Con presencia permanente en galerías (estuvo 25 años con EGAM) y venta constante a coleccionistas de clase media, puede sorprender que carezca de presencia internacional, a diferencia de otros colegas de su generación. “No le doy importancia. No se ha producido y no hay que darle más vueltas. Además, he estado en la bienal de Venecia y en la Documenta de Kassel. Eso sí, como espectador”.

Bodegones para cocinas españolas

Las salas centrales de la exposición están ocupadas por una notable selección de sus vistosos bodegones de frutas y verduras. “Yo creo que en todas las cocinas españolas han tenido alguna vez alguno de estos cuadros sin saber que eran míos”, comenta señalando los repollos, puerros, pimientos, naranjas o plátanos que pueblan sus telas. Hay pinturas en las que se reconocen sus grandes referentes: Morandi, Vermeer o Juan Gris.

Alcain se define como un hombre de izquierdas, aunque nunca ha militado en ningún partido. Su activismo fue intenso en los primeros años de la Transición apoyando las necesidades de vivienda social en los barrios madrileños, participando en el encierro de artistas en el Museo del Prado contra la detención de Juan Genovés y Rafael Muyor (en 1976) o sumándose a la Exposición del Movimiento Unitario de Parados de 1978. Parte de ese grupo de intelectuales firmantes de todo manifiesto y protesta que considere justos, responde que “no entiende que pudiera haber hecho otra cosa. Lo normal es apoyar las causas en las que crees”.

Premio Nacional de Artes Plásticas 2003, no cree que estos galardones sirvan para mucho. Ni siquiera para aumentar la cotización. Confiesa que su obra más cara es un bodegón por el que el comprador pagó 25.000 euros. “No me parece ni mucho ni poco”, responde. “Yo he podido vivir siempre de mi trabajo y no me quejo. Puede que hayamos pintado demasiado”, reflexiona. Y aunque la exposición sea un alarde de sus habilidades como dibujante, ilustrador, escultor o bordador sobre cañamazo confiesa que su vinculación con la pintura es indestructible, incluso cuando el mercado no juegue a favor. “La pintura sobrevivirá siempre porque está enraizada en el hombre. Fíjese en las pinturas de Altamira. Esa necesidad de contar la vida a través de la pintura es eterna”.
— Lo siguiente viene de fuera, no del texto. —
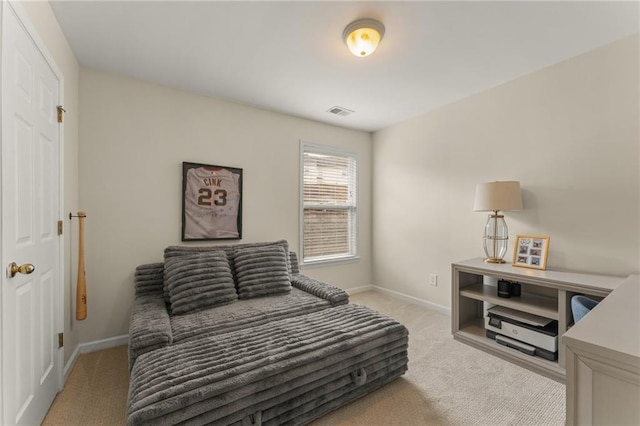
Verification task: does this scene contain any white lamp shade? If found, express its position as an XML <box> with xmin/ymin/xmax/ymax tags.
<box><xmin>473</xmin><ymin>181</ymin><xmax>522</xmax><ymax>212</ymax></box>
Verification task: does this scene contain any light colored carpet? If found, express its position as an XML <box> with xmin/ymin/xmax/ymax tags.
<box><xmin>42</xmin><ymin>346</ymin><xmax>129</xmax><ymax>426</ymax></box>
<box><xmin>44</xmin><ymin>292</ymin><xmax>565</xmax><ymax>426</ymax></box>
<box><xmin>313</xmin><ymin>292</ymin><xmax>565</xmax><ymax>426</ymax></box>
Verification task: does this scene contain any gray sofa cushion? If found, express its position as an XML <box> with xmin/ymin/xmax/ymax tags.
<box><xmin>170</xmin><ymin>288</ymin><xmax>336</xmax><ymax>343</ymax></box>
<box><xmin>234</xmin><ymin>245</ymin><xmax>291</xmax><ymax>299</ymax></box>
<box><xmin>134</xmin><ymin>263</ymin><xmax>164</xmax><ymax>296</ymax></box>
<box><xmin>164</xmin><ymin>240</ymin><xmax>297</xmax><ymax>277</ymax></box>
<box><xmin>128</xmin><ymin>292</ymin><xmax>173</xmax><ymax>369</ymax></box>
<box><xmin>164</xmin><ymin>251</ymin><xmax>238</xmax><ymax>314</ymax></box>
<box><xmin>127</xmin><ymin>305</ymin><xmax>408</xmax><ymax>425</ymax></box>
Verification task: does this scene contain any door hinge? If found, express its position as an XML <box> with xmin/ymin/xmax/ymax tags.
<box><xmin>56</xmin><ymin>105</ymin><xmax>67</xmax><ymax>123</ymax></box>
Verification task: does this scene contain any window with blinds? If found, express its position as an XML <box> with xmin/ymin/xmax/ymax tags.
<box><xmin>301</xmin><ymin>143</ymin><xmax>358</xmax><ymax>263</ymax></box>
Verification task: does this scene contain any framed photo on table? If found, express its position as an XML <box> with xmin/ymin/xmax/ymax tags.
<box><xmin>182</xmin><ymin>162</ymin><xmax>242</xmax><ymax>241</ymax></box>
<box><xmin>511</xmin><ymin>235</ymin><xmax>549</xmax><ymax>269</ymax></box>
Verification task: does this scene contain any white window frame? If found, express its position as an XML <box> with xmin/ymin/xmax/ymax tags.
<box><xmin>298</xmin><ymin>140</ymin><xmax>360</xmax><ymax>266</ymax></box>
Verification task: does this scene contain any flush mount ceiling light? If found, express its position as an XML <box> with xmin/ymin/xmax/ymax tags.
<box><xmin>342</xmin><ymin>18</ymin><xmax>384</xmax><ymax>57</ymax></box>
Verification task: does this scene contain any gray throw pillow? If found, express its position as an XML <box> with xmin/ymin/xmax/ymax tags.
<box><xmin>234</xmin><ymin>245</ymin><xmax>291</xmax><ymax>299</ymax></box>
<box><xmin>164</xmin><ymin>251</ymin><xmax>238</xmax><ymax>314</ymax></box>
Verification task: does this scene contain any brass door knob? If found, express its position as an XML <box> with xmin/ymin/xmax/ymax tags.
<box><xmin>7</xmin><ymin>262</ymin><xmax>36</xmax><ymax>278</ymax></box>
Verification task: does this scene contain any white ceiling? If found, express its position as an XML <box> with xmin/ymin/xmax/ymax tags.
<box><xmin>51</xmin><ymin>0</ymin><xmax>640</xmax><ymax>131</ymax></box>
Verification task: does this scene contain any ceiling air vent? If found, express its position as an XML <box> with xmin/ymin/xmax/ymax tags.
<box><xmin>327</xmin><ymin>105</ymin><xmax>354</xmax><ymax>117</ymax></box>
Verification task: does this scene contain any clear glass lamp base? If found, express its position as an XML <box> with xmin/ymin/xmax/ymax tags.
<box><xmin>484</xmin><ymin>212</ymin><xmax>509</xmax><ymax>263</ymax></box>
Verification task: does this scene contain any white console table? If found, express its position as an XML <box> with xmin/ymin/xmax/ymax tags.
<box><xmin>562</xmin><ymin>275</ymin><xmax>640</xmax><ymax>425</ymax></box>
<box><xmin>451</xmin><ymin>258</ymin><xmax>624</xmax><ymax>382</ymax></box>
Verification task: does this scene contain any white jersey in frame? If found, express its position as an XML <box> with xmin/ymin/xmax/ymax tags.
<box><xmin>182</xmin><ymin>163</ymin><xmax>242</xmax><ymax>240</ymax></box>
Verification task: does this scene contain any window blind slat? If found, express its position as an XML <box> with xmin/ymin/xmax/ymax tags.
<box><xmin>302</xmin><ymin>146</ymin><xmax>357</xmax><ymax>260</ymax></box>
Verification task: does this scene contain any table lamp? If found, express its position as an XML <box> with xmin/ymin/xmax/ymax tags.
<box><xmin>473</xmin><ymin>181</ymin><xmax>522</xmax><ymax>263</ymax></box>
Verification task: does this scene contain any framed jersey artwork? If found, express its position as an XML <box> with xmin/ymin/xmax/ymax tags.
<box><xmin>182</xmin><ymin>162</ymin><xmax>242</xmax><ymax>241</ymax></box>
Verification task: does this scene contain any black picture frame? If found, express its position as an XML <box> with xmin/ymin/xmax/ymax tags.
<box><xmin>182</xmin><ymin>161</ymin><xmax>242</xmax><ymax>241</ymax></box>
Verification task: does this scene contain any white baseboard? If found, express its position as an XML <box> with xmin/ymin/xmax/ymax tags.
<box><xmin>79</xmin><ymin>334</ymin><xmax>129</xmax><ymax>354</ymax></box>
<box><xmin>63</xmin><ymin>334</ymin><xmax>129</xmax><ymax>383</ymax></box>
<box><xmin>62</xmin><ymin>345</ymin><xmax>80</xmax><ymax>383</ymax></box>
<box><xmin>345</xmin><ymin>285</ymin><xmax>451</xmax><ymax>316</ymax></box>
<box><xmin>345</xmin><ymin>285</ymin><xmax>373</xmax><ymax>295</ymax></box>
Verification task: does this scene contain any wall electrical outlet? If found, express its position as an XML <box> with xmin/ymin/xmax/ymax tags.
<box><xmin>429</xmin><ymin>274</ymin><xmax>438</xmax><ymax>287</ymax></box>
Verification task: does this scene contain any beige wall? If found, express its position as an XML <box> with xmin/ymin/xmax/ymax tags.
<box><xmin>373</xmin><ymin>36</ymin><xmax>640</xmax><ymax>307</ymax></box>
<box><xmin>19</xmin><ymin>1</ymin><xmax>80</xmax><ymax>363</ymax></box>
<box><xmin>80</xmin><ymin>68</ymin><xmax>371</xmax><ymax>342</ymax></box>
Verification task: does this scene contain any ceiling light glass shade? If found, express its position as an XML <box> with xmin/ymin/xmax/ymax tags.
<box><xmin>342</xmin><ymin>19</ymin><xmax>384</xmax><ymax>57</ymax></box>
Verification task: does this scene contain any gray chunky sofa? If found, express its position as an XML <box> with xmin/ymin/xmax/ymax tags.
<box><xmin>127</xmin><ymin>241</ymin><xmax>408</xmax><ymax>426</ymax></box>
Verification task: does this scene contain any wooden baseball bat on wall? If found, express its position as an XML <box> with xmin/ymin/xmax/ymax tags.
<box><xmin>76</xmin><ymin>212</ymin><xmax>87</xmax><ymax>320</ymax></box>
El comisario Mariano Navarro habla del lugar que puede ocupar este artista en el contexto del arte contemporáneo español. “Para mí la importancia de Alfredo Alcain se sustenta en la excepcionalidad de origen de los motivos que elige para su trabajo, extraídos siempre del entorno más inmediato y cotidiano y en su formulación plástica, tan sencilla como sofisticada. Añado a esto el compromiso civil de su producción durante los años de la dictadura, que le permite un retrato del país crítico, pero sin acritud, en el que conviven el aprecio por la cultura popular con la más sofisticada interpretación de la misma”.